Жаль их, но и требования ослаблять нельзя, знания - вещь реальная, дутые цифры никому не нужны, «корочки», выданные человеку, заслуживающему двоек,- обман государства, самого выпускника, дискредитация вечернего школьного образования.
С трудом, как когда-то прогрызая оборону, «пробили» для шереэм буфет с чаем, бутербродами, нехитрыми блюдами. Торг пообещал (под нажимом Калугина) венгерскую кофеварку. Ребята и девушки - народ, живо откликающийся на заботу о них: заметил, что после «рождения» буфета посещаемость увеличилась. Нам бы, думал я, завести «поющий» самовар», какой мы с женой видели в фойе Театра имени Ленинского комсомола в Москве, да еще с теплыми бубликами.
А преподавать моей молодежи нужно иначе, чем ребятишкам. Эти жадно тянутся к познанию жизни в ее непростых проявлениях, в них действительно жива потребность практику подкрепить теорией. Роднит их с «брошенными» мною школярами жгучий интерес к нам, старшему поколению; что за нами?
…Один из первых уроков по истории СССР - восстание декабристов - я начал с развенчания формулы «самодержавие, православие, народность». Раскрыл книгу и стал читать русскую народную сказку «Как поп работницу нанимал». С комментариями Некрасова и Герцена, Тараса Шевченко и Чернышевского, Льва Толстого, Пушкина, Радищева. Мне надо нарисовать жизнь девятнадцатого века в движении, в борьбе. Хотел показать истоки дворянской революционности декабристов, переход к «крестьянскому» социализму Герцена, подкрепить картину блестящей публицистикой Ленина: «Чествуя Герцена, мы видим ясно три поколения, три класса, действовавшие в русской революции…»
«КАК ПОП РАБОТНИЦУ НАНИМАЛ»
«Тебе, девка, житье у меня будет лехкое,- не столько работать, сколько отдыхать будешь!…»
Когда веду урок, беру под наблюдение две-три пары глаз. Разных людей. По характерам, уровню мышления, возрасту. И - парня и девушку.
Любовь Дубова. Зеленые большие широко расставленные глаза. Смотрят, почти не мигая. И бровью не повела, когда я затянул на два голоса, с поповским «припевом», сказку: словно этой девушке часто приходилось на уроках слушать лукавую мудрость народной сатиры.
«Утром станешь, как подобат,- до свету. Избу вымоешь, двор уберешь, коров подоишь, на поскотину выпустишь, в хлеву приберешься и - спи-отдыхай!»
Класс застыл - не знает, смеяться или нет. Смешно, но ведь урок, а учитель, он же директор, строг.

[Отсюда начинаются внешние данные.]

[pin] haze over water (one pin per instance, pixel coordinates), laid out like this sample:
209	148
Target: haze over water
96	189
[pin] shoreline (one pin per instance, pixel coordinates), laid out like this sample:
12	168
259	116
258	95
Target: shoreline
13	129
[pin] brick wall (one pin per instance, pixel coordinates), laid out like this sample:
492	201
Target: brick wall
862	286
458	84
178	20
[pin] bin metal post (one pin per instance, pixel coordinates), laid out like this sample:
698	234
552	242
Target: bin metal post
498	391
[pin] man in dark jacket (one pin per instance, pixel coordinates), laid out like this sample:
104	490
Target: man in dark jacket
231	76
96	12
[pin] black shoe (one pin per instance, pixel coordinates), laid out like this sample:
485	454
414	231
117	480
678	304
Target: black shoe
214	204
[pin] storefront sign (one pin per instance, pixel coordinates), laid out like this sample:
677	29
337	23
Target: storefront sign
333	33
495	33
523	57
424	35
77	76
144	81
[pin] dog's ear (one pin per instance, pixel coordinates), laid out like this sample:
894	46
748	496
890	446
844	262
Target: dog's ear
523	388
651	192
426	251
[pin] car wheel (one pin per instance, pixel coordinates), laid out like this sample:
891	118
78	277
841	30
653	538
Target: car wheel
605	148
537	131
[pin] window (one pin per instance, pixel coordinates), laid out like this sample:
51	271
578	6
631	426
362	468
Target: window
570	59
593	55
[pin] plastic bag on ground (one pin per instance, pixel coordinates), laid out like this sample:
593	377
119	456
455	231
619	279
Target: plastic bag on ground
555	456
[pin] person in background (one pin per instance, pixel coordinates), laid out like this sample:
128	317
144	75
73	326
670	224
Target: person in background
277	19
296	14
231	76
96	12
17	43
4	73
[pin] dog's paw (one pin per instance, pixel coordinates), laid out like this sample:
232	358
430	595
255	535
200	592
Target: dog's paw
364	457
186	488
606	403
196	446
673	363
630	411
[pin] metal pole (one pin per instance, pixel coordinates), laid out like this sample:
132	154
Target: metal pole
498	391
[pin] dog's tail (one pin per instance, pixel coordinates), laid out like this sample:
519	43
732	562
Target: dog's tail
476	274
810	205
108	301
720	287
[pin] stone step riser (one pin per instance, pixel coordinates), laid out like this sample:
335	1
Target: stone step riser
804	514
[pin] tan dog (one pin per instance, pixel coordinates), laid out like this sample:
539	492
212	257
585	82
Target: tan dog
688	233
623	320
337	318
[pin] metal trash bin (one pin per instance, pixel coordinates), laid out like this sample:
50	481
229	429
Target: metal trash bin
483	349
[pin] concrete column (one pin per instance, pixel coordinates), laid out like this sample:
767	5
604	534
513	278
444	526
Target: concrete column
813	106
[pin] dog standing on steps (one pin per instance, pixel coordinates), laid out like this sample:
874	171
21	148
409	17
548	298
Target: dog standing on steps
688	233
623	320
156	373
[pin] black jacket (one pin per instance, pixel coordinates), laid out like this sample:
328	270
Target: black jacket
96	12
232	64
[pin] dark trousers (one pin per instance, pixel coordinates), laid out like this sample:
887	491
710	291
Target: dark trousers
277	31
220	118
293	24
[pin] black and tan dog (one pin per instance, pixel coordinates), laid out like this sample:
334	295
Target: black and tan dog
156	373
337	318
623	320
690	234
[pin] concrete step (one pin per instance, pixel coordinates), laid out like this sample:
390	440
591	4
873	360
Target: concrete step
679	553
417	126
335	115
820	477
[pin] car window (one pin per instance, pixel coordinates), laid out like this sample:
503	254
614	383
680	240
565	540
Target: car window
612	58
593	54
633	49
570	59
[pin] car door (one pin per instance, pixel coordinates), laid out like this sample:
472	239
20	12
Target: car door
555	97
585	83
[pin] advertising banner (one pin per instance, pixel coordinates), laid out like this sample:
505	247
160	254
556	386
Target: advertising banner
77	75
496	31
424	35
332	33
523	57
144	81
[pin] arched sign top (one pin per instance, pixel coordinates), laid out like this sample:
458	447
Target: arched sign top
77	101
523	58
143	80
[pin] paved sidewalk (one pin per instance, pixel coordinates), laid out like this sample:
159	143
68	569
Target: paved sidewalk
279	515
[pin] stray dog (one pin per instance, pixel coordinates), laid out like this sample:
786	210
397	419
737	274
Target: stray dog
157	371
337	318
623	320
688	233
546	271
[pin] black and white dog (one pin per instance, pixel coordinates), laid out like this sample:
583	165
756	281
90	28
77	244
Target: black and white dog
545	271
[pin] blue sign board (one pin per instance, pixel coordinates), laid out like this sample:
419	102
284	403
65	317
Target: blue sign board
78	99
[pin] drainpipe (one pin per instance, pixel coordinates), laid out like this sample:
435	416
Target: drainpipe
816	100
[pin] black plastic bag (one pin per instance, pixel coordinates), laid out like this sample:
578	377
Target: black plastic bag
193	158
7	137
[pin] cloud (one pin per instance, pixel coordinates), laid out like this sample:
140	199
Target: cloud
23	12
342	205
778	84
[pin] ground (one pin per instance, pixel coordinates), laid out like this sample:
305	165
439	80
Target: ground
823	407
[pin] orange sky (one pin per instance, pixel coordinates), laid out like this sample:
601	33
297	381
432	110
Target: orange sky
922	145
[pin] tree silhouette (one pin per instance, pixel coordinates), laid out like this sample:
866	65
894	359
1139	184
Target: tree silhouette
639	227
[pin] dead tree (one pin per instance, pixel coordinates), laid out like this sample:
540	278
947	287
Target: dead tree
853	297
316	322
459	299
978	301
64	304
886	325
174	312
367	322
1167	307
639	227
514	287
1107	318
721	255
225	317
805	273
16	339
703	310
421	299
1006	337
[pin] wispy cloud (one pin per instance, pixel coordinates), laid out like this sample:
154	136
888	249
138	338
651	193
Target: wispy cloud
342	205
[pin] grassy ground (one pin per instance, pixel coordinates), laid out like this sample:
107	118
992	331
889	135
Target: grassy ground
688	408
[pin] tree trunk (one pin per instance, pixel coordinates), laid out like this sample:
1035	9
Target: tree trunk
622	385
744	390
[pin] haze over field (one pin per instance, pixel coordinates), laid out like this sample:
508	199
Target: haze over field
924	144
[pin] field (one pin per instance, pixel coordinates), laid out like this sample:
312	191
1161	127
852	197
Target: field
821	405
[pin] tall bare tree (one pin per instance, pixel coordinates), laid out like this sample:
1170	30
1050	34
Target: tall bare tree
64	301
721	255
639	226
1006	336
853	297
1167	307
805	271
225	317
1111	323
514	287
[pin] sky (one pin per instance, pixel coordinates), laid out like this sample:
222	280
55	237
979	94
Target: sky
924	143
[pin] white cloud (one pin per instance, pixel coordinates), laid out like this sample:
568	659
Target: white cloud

«Завтрак состряпашь, самовар согрешь, нас с матушкой завтраком накормишь - спи-отдыхай!»
Переглядываются, по-прежнему не смеются. Но вот двое рабочих парней из тех, за кем «держу наблюдение», неразрывные друзья, Сережкин и Моторин, настойчивые в учебе, самостоятельные в суждениях, засмеялись. И освобожденно грохнул класс.